Summary
Manufacturing activity remained in contraction territory in June, but in a sign of moderating inflation pressure, the prices paid component fell 4.9 points. New orders rose more than any other component but remains in contraction.
Prices Cool
The ISM manufacturing index slipped to 48.5 in May as tight credit conditions and elevated borrowing costs continue to constrain activity in the factory sector. The headline reading marks a 0.2 point decrease from last month while the prices paid measures at 52.1 represents a 4.9 point monthly decline, the single biggest drop of any component (chart). Price pressures have not gone away, but they have abated.
A bounce in the orders component to 49.3 after slipping to 45.4 in May suggests that the decline in both orders and shipments of core capital goods in May could be short-lived. The 3.9 point jump here was the biggest gain of any component.
One interesting thing to watch is the emerging difficulties in shipping and supply chains. The ongoing attacks in the Suez Canal and the associated re-routing is both expensive and time-consuming. We have heard from a number of clients on this topic in recent weeks, but it was conspicuously absent from the respondent comments. For now at least, the supply chain disruptions are more of an annoyance than they are a massive disruption. The supplier deliveries measure came in at 49.8, up a bit from May’s reading.
The Great Divergence
One could make the argument that since the Federal Reserve starting raising rates in this cycle, the manufacturing sector has been taking it in the chin while the service sector has been taking it in stride. What explains this dynamic?

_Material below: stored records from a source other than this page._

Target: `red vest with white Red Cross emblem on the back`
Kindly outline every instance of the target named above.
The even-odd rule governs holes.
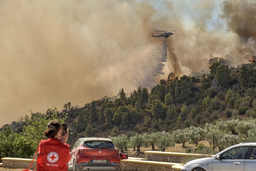
[[[38,171],[67,171],[70,146],[58,139],[42,140],[38,145]]]

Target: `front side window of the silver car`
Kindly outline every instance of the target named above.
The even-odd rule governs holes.
[[[222,154],[222,160],[244,159],[248,146],[234,147]]]

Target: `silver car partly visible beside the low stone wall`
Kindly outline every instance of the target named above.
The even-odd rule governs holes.
[[[213,157],[187,162],[181,171],[255,171],[256,142],[228,147]]]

Prior to raising rates in the current cycle around 2021, policymakers at the Federal Reserve suspected that because supply chains were disrupted and because factories at home and overseas had shut down in compliance with COVID protocols, inflation was merely transitory. With the benefit of hindsight, it is clear now that inflation dynamics were not transitory. Yet a glance at the nearby chart shows that when it comes to durable goods prices, inflation was transitory. It is service sector pricing that has proved to be longer lasting.

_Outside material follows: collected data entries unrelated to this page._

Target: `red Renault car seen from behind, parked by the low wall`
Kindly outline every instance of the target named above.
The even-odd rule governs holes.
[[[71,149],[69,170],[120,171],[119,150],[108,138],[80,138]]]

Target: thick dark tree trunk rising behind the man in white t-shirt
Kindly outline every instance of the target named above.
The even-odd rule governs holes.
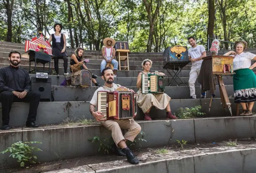
[[[207,28],[207,37],[214,38],[214,22],[215,22],[215,5],[214,0],[208,0],[208,28]],[[211,40],[209,39],[208,47],[211,47]]]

The Federal Reserve began raising rates in March 2022. At that moment, the manufacturing sector may not have been humming along at full tilt the way it was in 2021, but the ISM manufacturing index at the time was firmly in expansion territory at 57.3. As rates continued to rise, the ISM began a trend decline, and by year’s end this trusted barometer for the factory sector broke through the 50 line of demarcation between expansion and contraction. It has remained mired there for 19 of the past 20 months. During the same time period, the service sector ISM has reported only two months of contraction (chart).
While higher financing costs do make big-ticket durable goods items harder to afford, there is more to the deteriorating picture for manufacturing than just Fed rate hikes. During 2020 and 2021, consumers were largely unable to fully engage in dining, travel and other in-person activity. Flush with cash from stimulus programs, many households bought new furniture for the homes where they were spending much more time. Sellers of boats, RVs, jet-skis and snowmobiles all had difficulty keeping product in stock. In short: lots of demand was pulled forward.

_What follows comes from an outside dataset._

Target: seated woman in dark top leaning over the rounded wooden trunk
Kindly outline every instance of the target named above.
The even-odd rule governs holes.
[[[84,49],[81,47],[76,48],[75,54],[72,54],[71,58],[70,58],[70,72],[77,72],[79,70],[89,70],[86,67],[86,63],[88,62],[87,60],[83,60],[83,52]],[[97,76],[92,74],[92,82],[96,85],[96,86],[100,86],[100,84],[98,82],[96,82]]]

By 2022, even the most COVID restriction-abiding consumers were back in action crowding airports and hotels, and making reservations became an absolute requirement for dining out in many locales. While this catch-up spending in the service sector is finally losing a bit of momentum, it does offer some perspective on why service prices have been slower to come down.
The June jobs report will be published on Friday morning; our forecast is for a net gain of 200K jobs. The employment component in today’s report came in at 49.3. That does not move the needle for our forecast, nor do we suspect it to make much of a dent in consensus expectations. Manufacturing jobs have not added or subtracted more than 8K jobs in any given month so far this year.
More broadly, the latest GDP revisions revealed that growth in equipment outlays grew at an annualized pace of 1.6% in Q1; that comes after equipment spending fell in three out of four quarters in 2023. But overall business fixed investment in Q1 was actually stronger and boosted the headline by more than a full percentage point. Intellectual property outlays shot up at a 7.7% annualized rate in the first quarter, the fastest growth in a year and a half. We look for soft BFI spending in the second half of 2024 before a measured increase in capital outlays in 2025.